Question Regarding Reverse Proxy 2 Server Setups
In this scenario I have 2 servers. One big beefy server with NVMe drives, Many cores, etc. Beefy server has no real DDOS protection. One smaller server with great DDOS protection & filtering. They'll both be running Ubuntu Server 18.04 or Debian probably. They are obviously located on two different networks at two separate datacenters.
I have an entire website already setup and running on beefy server. Everything is perfect however the host has no DDOS protection. I want to use smaller server #2 that is currently sitting unused to act as reverse proxy / ddos protection for the bigger beefier server.
I know I can do this traditionally with NGINX. However I recently came across some interesting software...
Now from my research it seems EnvoyProxy had a bit of speed/performance advantage in benchmarks, so I wanted to go with it. However I keep reading about an Ingress controller might be needed? I never even heard of that term really until today. Will I really need that just to act as reverse proxy and ddos shield?
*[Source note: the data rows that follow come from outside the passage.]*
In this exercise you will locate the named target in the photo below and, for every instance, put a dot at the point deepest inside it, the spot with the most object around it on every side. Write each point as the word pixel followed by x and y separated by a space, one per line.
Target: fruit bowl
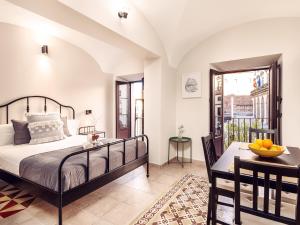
pixel 267 150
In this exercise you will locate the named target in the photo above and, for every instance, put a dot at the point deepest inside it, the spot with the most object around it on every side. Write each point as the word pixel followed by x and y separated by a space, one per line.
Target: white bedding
pixel 12 155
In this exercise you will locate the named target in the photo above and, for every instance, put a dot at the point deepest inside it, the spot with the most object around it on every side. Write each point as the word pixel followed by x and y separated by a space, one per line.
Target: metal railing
pixel 237 129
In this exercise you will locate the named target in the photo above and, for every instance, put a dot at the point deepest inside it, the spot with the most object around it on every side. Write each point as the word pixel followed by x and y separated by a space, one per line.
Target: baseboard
pixel 194 161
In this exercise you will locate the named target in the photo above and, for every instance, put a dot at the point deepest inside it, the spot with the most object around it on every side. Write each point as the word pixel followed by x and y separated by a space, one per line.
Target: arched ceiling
pixel 108 54
pixel 182 24
pixel 154 26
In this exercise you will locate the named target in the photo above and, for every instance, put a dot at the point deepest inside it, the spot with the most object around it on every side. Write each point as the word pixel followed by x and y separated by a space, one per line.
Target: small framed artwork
pixel 191 85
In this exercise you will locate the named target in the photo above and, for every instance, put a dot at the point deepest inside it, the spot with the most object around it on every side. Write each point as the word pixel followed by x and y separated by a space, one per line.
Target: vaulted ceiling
pixel 153 26
pixel 182 24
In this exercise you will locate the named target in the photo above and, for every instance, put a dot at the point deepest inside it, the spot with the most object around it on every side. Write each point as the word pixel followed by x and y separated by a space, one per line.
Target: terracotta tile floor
pixel 117 203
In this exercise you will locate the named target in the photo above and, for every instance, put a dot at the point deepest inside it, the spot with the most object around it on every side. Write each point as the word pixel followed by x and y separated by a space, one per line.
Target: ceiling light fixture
pixel 123 14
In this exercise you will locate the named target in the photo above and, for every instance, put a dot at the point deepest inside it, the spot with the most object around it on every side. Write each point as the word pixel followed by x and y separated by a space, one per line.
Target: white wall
pixel 254 39
pixel 67 74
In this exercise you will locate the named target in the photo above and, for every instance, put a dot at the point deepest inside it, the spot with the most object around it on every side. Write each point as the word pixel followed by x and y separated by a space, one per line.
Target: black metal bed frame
pixel 62 198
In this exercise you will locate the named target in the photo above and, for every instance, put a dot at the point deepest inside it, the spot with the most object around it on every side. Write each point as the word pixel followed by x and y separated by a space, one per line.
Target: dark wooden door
pixel 123 110
pixel 275 100
pixel 216 110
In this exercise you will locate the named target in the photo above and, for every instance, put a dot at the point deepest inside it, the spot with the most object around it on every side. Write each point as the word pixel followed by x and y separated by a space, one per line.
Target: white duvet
pixel 12 155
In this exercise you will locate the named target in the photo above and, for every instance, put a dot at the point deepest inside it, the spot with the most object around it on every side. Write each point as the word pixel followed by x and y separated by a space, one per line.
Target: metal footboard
pixel 98 148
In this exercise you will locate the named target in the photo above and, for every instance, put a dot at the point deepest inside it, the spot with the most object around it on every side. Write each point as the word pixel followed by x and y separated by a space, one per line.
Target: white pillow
pixel 46 131
pixel 73 126
pixel 6 134
pixel 37 117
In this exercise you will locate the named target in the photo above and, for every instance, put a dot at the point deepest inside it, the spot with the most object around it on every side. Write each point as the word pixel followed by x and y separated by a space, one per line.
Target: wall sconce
pixel 45 49
pixel 123 14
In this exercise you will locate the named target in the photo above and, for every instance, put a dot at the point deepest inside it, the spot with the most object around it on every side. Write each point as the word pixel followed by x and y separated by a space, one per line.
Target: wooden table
pixel 221 168
pixel 182 141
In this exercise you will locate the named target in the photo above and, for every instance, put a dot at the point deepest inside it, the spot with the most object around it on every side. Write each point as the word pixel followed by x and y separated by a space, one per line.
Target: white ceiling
pixel 179 24
pixel 106 55
pixel 182 24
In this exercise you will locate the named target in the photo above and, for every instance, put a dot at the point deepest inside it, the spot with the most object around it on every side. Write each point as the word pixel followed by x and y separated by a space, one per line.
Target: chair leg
pixel 209 209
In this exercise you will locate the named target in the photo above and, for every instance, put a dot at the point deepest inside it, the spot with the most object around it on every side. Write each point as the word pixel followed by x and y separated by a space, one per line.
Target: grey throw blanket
pixel 43 168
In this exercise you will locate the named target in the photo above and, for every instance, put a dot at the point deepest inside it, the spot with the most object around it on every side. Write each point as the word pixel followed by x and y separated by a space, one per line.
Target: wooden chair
pixel 210 159
pixel 263 134
pixel 266 170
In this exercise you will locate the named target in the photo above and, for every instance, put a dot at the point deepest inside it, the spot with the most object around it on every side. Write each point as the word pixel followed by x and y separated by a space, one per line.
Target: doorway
pixel 242 99
pixel 129 108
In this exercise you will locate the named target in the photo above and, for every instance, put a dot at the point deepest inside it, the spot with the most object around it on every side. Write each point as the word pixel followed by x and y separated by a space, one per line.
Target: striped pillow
pixel 37 117
pixel 46 131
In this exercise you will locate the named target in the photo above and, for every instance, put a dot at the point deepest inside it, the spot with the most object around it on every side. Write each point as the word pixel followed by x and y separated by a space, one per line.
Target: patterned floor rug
pixel 13 200
pixel 185 203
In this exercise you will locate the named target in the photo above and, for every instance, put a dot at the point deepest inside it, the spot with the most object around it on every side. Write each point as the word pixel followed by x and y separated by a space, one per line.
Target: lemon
pixel 258 142
pixel 255 146
pixel 275 148
pixel 267 143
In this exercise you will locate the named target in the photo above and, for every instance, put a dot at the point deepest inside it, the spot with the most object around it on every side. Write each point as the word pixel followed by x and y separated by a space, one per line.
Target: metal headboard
pixel 28 107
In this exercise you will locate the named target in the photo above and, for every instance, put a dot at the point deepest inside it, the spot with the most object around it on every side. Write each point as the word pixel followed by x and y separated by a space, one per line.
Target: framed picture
pixel 191 85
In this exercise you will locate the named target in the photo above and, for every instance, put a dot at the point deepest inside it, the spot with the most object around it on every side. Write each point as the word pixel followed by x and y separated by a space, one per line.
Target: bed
pixel 61 172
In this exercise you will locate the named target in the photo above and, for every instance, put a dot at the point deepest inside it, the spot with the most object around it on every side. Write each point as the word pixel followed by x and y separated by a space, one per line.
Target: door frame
pixel 117 106
pixel 130 103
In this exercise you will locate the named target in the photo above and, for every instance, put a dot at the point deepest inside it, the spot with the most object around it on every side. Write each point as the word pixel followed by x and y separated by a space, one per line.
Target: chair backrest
pixel 209 153
pixel 264 134
pixel 261 177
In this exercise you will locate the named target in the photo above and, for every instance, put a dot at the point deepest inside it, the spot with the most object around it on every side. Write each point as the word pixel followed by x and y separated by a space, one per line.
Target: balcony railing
pixel 237 129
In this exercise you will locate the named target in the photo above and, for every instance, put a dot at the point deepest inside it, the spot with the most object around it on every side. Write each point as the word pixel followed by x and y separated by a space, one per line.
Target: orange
pixel 267 143
pixel 263 149
pixel 259 142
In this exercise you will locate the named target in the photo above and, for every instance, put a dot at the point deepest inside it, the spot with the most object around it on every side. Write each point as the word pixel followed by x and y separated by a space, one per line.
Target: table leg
pixel 182 155
pixel 213 200
pixel 169 153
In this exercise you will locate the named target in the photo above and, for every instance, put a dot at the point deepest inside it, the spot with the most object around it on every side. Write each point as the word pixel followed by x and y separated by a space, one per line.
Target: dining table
pixel 224 168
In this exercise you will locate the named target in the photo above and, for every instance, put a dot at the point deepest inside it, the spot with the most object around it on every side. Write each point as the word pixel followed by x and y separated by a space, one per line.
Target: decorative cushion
pixel 36 117
pixel 46 131
pixel 22 135
pixel 6 134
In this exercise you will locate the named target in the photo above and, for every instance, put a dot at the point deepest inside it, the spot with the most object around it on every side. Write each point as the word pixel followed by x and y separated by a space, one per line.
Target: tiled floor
pixel 117 203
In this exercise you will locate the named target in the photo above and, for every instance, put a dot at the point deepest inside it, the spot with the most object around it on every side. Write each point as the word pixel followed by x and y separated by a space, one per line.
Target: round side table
pixel 182 141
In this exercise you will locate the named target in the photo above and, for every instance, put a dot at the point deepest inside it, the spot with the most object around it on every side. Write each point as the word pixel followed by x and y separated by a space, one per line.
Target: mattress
pixel 39 163
pixel 12 155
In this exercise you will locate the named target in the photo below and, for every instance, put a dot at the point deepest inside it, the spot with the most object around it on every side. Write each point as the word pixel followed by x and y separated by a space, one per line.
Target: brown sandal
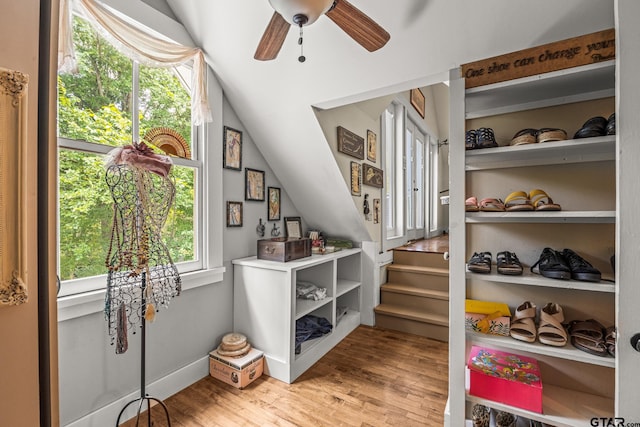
pixel 587 335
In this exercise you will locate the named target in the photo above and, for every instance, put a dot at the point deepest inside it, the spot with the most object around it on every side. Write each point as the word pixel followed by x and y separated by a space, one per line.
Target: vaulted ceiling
pixel 274 99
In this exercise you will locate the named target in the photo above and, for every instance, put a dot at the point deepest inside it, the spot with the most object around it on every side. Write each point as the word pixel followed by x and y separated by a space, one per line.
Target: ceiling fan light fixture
pixel 312 9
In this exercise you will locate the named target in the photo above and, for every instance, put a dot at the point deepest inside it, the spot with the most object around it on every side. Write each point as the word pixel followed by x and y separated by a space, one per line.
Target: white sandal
pixel 551 332
pixel 523 325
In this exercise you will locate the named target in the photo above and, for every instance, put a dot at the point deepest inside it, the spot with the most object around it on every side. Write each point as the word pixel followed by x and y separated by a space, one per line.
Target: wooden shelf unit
pixel 266 308
pixel 542 97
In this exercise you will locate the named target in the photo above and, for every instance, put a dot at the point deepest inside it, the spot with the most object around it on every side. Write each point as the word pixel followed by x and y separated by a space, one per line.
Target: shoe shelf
pixel 568 351
pixel 546 153
pixel 565 401
pixel 570 217
pixel 561 407
pixel 593 81
pixel 531 279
If so do you suggest I use https://github.com/heptio/contour or https://github.com/kubernetes/ingress-nginx ?
Next question...It seems like https://traefik.io & https://caddyserver.com won't require an ingress controller? or its already built in? If that's the case and Envoy is gonna be more complex to setup and maintain, I may focus on traefik or cadddy.
Between Traefik & Caddy, which would you choose & why? I like free SSL and speed. Which would be better for my use case? Thanks!